If there is a theme underlying this series of imaginative post-apocalyptic novels, then it might be that for every perspective we have upon the world, there is another and opposite one. Every ‘elsewhere’ is its own home, but with its own ‘elsewhere’. To realise this is to change yourself utterly, for it requires an acceptance of complexity, a leap of imagination, and the possibility of love that involves an ultimate sacrifice of one’s own self-centredness.

Paloma insists that she does not come from Elsewhere, she comes from the Scattered Islands. For her, the occurrence of twins whose fates are entwined is the stuff of legends, of things that happen ‘elsewhere’. Cass, Piper and Zoe want to protect this envoy from the Council that has vowed to destroy Elsewhere, while the envoy is seeking her own answers. Cass continues to be drained by visions of a final blast. The crumbling of the world seems inevitable. When she realises that love is burgeoning between Paloma and Zoe, the books takes a turn towards showing the real damage that a cruel world can inflict on people whose hearts are fundamentally peaceful. Cass must, if she can, sense the location of the blast machine. The arrival of Zach as an unwilling ally in her life will turn the story on its head yet again. What will Cass be capable of doing to protect herself?

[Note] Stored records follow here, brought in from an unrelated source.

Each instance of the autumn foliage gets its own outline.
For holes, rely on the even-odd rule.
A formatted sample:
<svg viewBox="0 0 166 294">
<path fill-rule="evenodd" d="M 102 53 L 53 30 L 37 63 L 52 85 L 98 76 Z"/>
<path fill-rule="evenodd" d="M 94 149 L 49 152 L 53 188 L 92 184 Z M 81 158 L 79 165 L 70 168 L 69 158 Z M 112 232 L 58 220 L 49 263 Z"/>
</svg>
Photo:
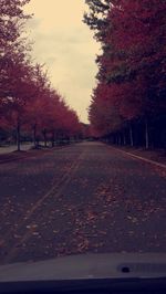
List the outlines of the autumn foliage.
<svg viewBox="0 0 166 294">
<path fill-rule="evenodd" d="M 31 59 L 24 38 L 23 7 L 30 0 L 1 0 L 0 3 L 0 130 L 14 133 L 20 149 L 21 134 L 54 141 L 80 133 L 76 113 L 54 90 L 42 65 Z"/>
<path fill-rule="evenodd" d="M 95 133 L 114 143 L 166 147 L 166 1 L 86 3 L 84 21 L 102 44 L 90 107 Z"/>
</svg>

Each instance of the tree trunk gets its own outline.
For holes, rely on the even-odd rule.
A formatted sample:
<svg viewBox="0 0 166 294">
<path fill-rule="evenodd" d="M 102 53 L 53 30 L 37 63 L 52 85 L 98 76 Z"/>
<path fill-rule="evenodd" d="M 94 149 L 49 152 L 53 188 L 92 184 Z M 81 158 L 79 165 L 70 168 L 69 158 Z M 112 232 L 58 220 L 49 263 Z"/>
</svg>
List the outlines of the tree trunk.
<svg viewBox="0 0 166 294">
<path fill-rule="evenodd" d="M 131 146 L 134 146 L 134 139 L 133 139 L 133 127 L 132 125 L 129 126 L 129 138 L 131 138 Z"/>
<path fill-rule="evenodd" d="M 149 133 L 148 133 L 148 122 L 145 119 L 145 148 L 149 148 Z"/>
<path fill-rule="evenodd" d="M 46 132 L 43 132 L 43 136 L 44 136 L 44 147 L 48 147 L 48 141 L 46 141 Z"/>
<path fill-rule="evenodd" d="M 18 146 L 18 151 L 21 150 L 21 141 L 20 141 L 20 122 L 18 120 L 17 125 L 17 146 Z"/>
<path fill-rule="evenodd" d="M 52 132 L 52 139 L 51 139 L 52 147 L 54 147 L 54 137 L 55 137 L 55 134 L 54 134 L 54 132 Z"/>
<path fill-rule="evenodd" d="M 124 146 L 126 146 L 126 136 L 125 136 L 125 133 L 123 133 L 123 144 L 124 144 Z"/>
</svg>

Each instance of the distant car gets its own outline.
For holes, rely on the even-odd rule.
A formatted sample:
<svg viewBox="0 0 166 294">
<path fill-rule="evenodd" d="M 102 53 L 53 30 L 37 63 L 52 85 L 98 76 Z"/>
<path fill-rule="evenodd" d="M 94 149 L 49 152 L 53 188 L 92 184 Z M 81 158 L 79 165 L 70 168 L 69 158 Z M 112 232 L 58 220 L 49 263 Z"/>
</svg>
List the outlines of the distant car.
<svg viewBox="0 0 166 294">
<path fill-rule="evenodd" d="M 82 254 L 0 267 L 0 293 L 166 293 L 166 254 Z"/>
</svg>

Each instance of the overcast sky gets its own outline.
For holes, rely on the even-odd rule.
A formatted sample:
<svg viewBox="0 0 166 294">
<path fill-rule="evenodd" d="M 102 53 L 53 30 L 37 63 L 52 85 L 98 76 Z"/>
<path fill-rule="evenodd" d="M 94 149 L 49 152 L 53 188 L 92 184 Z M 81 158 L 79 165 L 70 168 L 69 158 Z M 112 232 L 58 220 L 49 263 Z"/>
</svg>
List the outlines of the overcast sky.
<svg viewBox="0 0 166 294">
<path fill-rule="evenodd" d="M 31 0 L 27 11 L 34 41 L 33 55 L 49 67 L 52 84 L 65 97 L 82 122 L 87 122 L 97 67 L 98 44 L 82 22 L 84 0 Z"/>
</svg>

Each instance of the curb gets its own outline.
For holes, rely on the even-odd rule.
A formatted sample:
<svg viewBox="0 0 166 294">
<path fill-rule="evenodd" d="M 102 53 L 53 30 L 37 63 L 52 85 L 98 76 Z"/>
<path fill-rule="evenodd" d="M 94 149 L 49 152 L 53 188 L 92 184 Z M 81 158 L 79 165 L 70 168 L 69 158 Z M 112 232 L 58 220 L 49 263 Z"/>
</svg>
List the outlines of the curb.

Their journey, and the tale, will take many wrong turns, there will be betrayals, loss, impossible negotiations, and there will be further revelations as these intrepid characters seek to save their world and save the world of Elsewhere. The ending, when we come to it, will carry the kind of surprise, and the kind of deepening that keeps you thinking about the book and about the nature of love, and what it means to be dependent upon others, long after you’ve finished reading. This trilogy is a gem. It is an experience that will last in readers’ minds.  Recommended for ages 15 to 25 or 50.